Multiple Solutions (Multiple Items): If \(M\) out of \(N\) items are ‘correct’, what is the square of the amplitude (probability) of the subspace corresponding to the correct states (instead of \(|w\rangle\), the ‘correct subspace’) from the initial state \(|s\rangle\)?
\(N=2\) Search: Calculate what happens when Grover’s algorithm is executed once on an \(N=2\) system (\(|0\rangle, |1\rangle\)) to find \(|1\rangle\). (Hint: What is \(\theta\)?)
Shor vs Grover: Compare and explain the speedup (exponential vs quadratic) and the types of problems solved (structured vs unstructured) between Shor’s algorithm and Grover’s algorithm.

5. Solutions

\(U_s = H^{\otimes n} (2|0\rangle\langle 0| - \mathbf{1}) H^{\otimes n}\) is.
- \(H^{\otimes n}\) (Hadamard) transforms \(|s\rangle\) into \(|0\rangle^{\otimes n}\).
- \((2|0\rangle\langle 0| - \mathbf{1})\) operator leaves the \(|0\rangle\) state unchanged and flips the phase of all other states (\(|x\rangle \neq |0\rangle\)) orthogonal to \(|0\rangle\) to -1. (This can be implemented using a combination of a C…CZ gate with \(n-1\) control qubits controlling a Z gate and an X gate.)
- Applying \(H^{\otimes n}\) (Hadamard) again reverts \(|0\rangle^{\otimes n}\) back to \(|s\rangle\).
- As a result, this entire operation performs a reflection about the \(|s\rangle\) state.
Classical: Average \(N/2 = 500,000\) times.

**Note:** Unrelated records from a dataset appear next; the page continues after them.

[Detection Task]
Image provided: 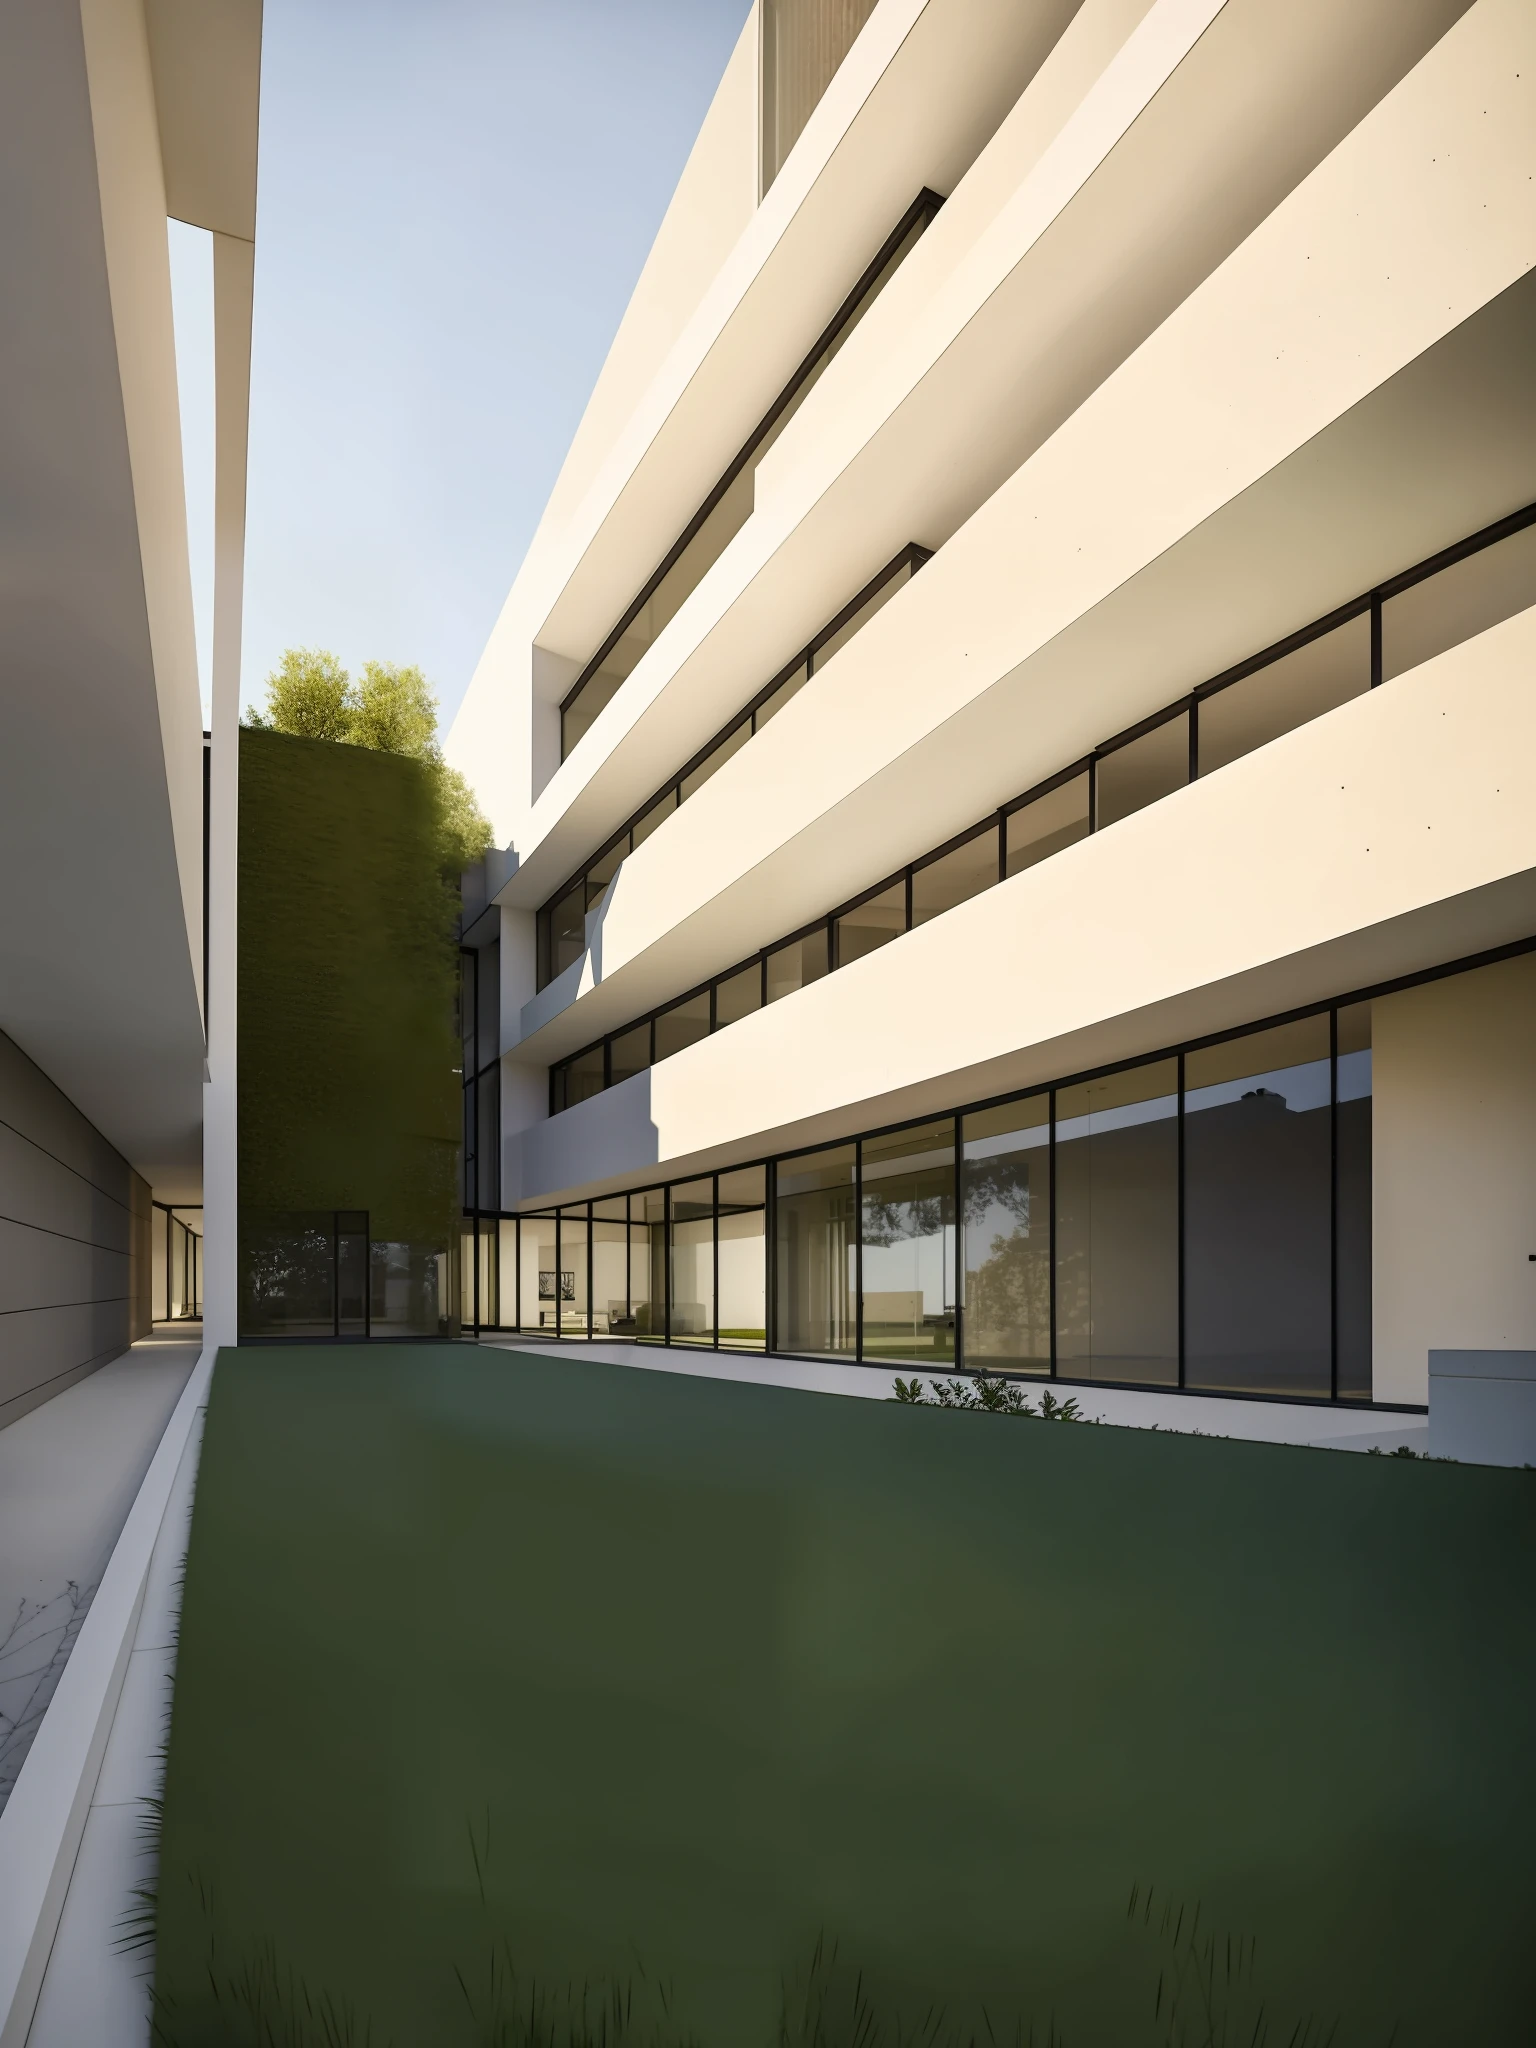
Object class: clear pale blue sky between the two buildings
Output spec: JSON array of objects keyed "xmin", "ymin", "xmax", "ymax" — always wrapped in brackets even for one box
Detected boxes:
[{"xmin": 172, "ymin": 0, "xmax": 748, "ymax": 731}]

Worst \(N = 1,000,000\) times. Quantum: \(k \approx \frac{\pi}{4}\sqrt{N} = \frac{\pi}{4}\sqrt{1,000,000} = \frac{\pi}{4}(1000) \approx 785\) times. Approximately 785 times is sufficient, which is more than 600 times faster than the classical average.
\(|s\rangle = \frac{1}{\sqrt{N}}\sum |x\rangle\). Since there are \(M\) answers, the total amplitude squared (probability) in the answer subspace from \(|s\rangle\) is \(M \times |1/\sqrt{N}|^2 = M/N\). (That is, \(\sin^2(\theta) = M/N\))

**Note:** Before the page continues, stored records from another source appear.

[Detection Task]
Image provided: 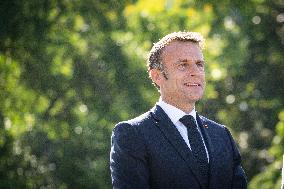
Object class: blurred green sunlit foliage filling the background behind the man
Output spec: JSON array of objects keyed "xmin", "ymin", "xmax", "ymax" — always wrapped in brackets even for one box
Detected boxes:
[{"xmin": 0, "ymin": 0, "xmax": 284, "ymax": 189}]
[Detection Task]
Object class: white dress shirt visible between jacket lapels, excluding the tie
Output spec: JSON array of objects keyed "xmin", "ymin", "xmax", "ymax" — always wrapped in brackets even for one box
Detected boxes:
[{"xmin": 157, "ymin": 98, "xmax": 209, "ymax": 162}]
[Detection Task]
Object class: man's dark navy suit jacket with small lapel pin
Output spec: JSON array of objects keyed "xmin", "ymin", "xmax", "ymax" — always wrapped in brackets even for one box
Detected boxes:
[{"xmin": 110, "ymin": 105, "xmax": 247, "ymax": 189}]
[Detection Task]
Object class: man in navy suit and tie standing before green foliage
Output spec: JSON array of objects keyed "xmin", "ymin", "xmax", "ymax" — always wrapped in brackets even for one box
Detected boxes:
[{"xmin": 110, "ymin": 32, "xmax": 247, "ymax": 189}]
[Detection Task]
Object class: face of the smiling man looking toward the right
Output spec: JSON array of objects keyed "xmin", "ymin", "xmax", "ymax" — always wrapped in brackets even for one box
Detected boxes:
[{"xmin": 152, "ymin": 41, "xmax": 205, "ymax": 107}]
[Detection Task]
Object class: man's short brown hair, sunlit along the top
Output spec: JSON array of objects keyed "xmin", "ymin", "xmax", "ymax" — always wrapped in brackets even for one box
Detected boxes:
[{"xmin": 147, "ymin": 31, "xmax": 204, "ymax": 71}]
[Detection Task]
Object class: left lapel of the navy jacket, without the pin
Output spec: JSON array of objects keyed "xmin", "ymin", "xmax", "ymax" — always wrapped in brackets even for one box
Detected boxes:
[{"xmin": 151, "ymin": 105, "xmax": 206, "ymax": 188}]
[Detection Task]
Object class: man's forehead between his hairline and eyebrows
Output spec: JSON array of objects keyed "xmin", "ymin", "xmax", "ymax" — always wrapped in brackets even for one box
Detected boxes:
[{"xmin": 161, "ymin": 41, "xmax": 203, "ymax": 60}]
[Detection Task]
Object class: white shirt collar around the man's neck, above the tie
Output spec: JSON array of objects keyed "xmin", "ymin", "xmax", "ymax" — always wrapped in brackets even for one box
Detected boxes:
[{"xmin": 157, "ymin": 98, "xmax": 196, "ymax": 124}]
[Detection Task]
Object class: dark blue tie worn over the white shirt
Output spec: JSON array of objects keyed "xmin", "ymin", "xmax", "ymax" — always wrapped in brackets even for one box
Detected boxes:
[{"xmin": 180, "ymin": 115, "xmax": 209, "ymax": 180}]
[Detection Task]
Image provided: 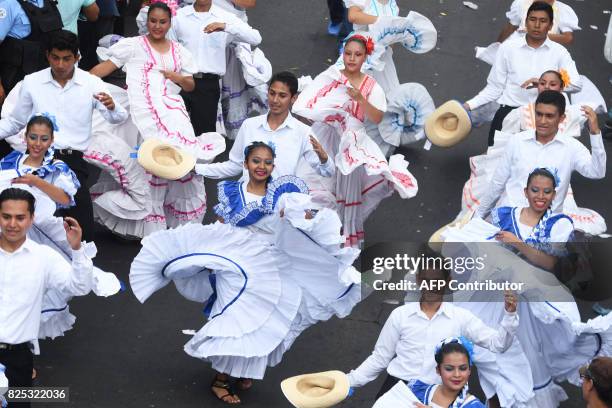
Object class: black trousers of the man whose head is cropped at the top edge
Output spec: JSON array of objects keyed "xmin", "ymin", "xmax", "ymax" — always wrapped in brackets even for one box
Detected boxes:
[{"xmin": 181, "ymin": 74, "xmax": 221, "ymax": 136}]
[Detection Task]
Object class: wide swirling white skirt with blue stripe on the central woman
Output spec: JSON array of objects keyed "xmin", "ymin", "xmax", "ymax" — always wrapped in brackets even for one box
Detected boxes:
[{"xmin": 130, "ymin": 201, "xmax": 361, "ymax": 379}]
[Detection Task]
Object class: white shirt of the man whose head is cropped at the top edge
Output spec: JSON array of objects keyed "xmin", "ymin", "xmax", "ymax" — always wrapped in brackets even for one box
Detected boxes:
[{"xmin": 169, "ymin": 4, "xmax": 261, "ymax": 76}]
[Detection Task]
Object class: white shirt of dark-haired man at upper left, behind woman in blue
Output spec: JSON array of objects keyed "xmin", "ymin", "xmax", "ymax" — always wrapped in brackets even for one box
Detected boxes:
[{"xmin": 0, "ymin": 68, "xmax": 128, "ymax": 151}]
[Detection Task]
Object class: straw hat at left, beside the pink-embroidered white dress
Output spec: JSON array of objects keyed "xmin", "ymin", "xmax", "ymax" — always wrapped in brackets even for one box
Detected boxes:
[{"xmin": 138, "ymin": 139, "xmax": 196, "ymax": 180}]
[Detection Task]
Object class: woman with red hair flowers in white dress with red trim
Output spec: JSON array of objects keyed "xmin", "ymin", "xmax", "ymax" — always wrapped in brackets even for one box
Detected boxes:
[{"xmin": 293, "ymin": 35, "xmax": 418, "ymax": 246}]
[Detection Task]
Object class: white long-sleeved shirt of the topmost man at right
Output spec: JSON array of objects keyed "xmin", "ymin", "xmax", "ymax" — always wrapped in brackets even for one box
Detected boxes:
[{"xmin": 467, "ymin": 37, "xmax": 582, "ymax": 110}]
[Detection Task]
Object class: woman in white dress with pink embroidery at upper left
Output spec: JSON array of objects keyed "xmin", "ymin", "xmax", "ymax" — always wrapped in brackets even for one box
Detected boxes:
[{"xmin": 91, "ymin": 3, "xmax": 225, "ymax": 238}]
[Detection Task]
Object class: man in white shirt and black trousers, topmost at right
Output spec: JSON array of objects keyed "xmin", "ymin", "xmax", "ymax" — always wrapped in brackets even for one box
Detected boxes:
[{"xmin": 464, "ymin": 1, "xmax": 582, "ymax": 146}]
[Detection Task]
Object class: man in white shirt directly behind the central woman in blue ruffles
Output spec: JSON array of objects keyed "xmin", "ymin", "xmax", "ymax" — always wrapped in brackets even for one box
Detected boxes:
[{"xmin": 195, "ymin": 72, "xmax": 336, "ymax": 179}]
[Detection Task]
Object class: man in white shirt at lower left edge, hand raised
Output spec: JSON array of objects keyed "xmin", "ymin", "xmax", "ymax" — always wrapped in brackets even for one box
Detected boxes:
[{"xmin": 0, "ymin": 188, "xmax": 93, "ymax": 407}]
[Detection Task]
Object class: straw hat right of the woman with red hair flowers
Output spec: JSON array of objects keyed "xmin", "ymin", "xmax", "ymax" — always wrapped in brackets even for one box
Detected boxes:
[{"xmin": 425, "ymin": 100, "xmax": 472, "ymax": 147}]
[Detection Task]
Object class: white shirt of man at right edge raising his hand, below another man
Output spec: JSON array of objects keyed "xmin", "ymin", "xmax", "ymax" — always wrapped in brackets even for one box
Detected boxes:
[{"xmin": 476, "ymin": 130, "xmax": 606, "ymax": 218}]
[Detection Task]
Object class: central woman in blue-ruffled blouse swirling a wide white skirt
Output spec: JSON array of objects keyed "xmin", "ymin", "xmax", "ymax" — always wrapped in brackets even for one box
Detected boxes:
[{"xmin": 130, "ymin": 142, "xmax": 361, "ymax": 403}]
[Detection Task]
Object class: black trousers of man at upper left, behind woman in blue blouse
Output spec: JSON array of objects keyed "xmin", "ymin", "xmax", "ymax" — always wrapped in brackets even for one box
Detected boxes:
[{"xmin": 55, "ymin": 151, "xmax": 94, "ymax": 242}]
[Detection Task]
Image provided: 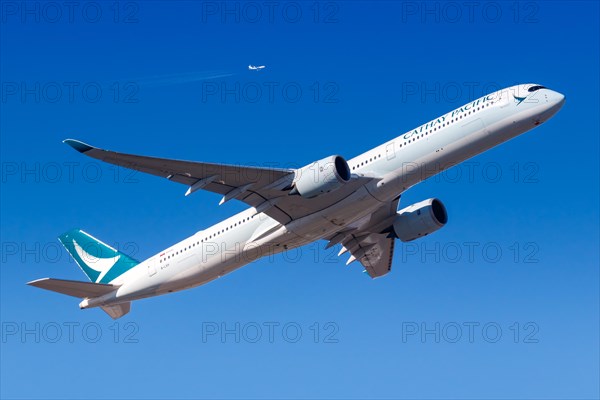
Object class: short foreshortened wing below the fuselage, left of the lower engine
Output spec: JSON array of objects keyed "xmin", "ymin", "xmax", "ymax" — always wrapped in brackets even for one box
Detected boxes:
[{"xmin": 328, "ymin": 198, "xmax": 399, "ymax": 278}]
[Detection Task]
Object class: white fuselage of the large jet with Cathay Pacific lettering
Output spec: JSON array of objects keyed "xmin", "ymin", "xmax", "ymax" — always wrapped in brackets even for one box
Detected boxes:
[{"xmin": 81, "ymin": 85, "xmax": 564, "ymax": 308}]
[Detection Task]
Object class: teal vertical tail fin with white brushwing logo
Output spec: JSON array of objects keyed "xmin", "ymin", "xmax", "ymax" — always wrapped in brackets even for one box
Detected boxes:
[{"xmin": 58, "ymin": 229, "xmax": 140, "ymax": 283}]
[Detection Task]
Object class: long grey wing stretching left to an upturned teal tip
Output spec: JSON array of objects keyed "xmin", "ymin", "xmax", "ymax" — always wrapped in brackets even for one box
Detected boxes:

\(N=2\). \(\sin(\theta) = 1/\sqrt{2} \implies \theta = 45^\circ\) (\(\pi/4\)). Rotation angle \(2\theta = 90^\circ\) (\(\pi/2\)). Rotating from the initial angle \(\theta=45^\circ\) by \(90^\circ\) results in the final angle \(135^\circ\). \(P(w) = \sin^2(135^\circ) = (1/\sqrt{2})^2 = 1/2\). Starting from an initial probability of 50%, it remains at 50%, so there is no amplification. Grover’s algorithm does not provide an advantage for \(N=2\).
Shor: Solves the structural problem of ‘period finding’. Provides exponential speedup from \(O(e^n) \to O(n^3)\). Grover: Solves the unstructured search problem. Provides quadratic speedup from \(O(N) \to O(\sqrt{N})\) (i.e., \(O(2^n) \to O(2^{n/2})\)).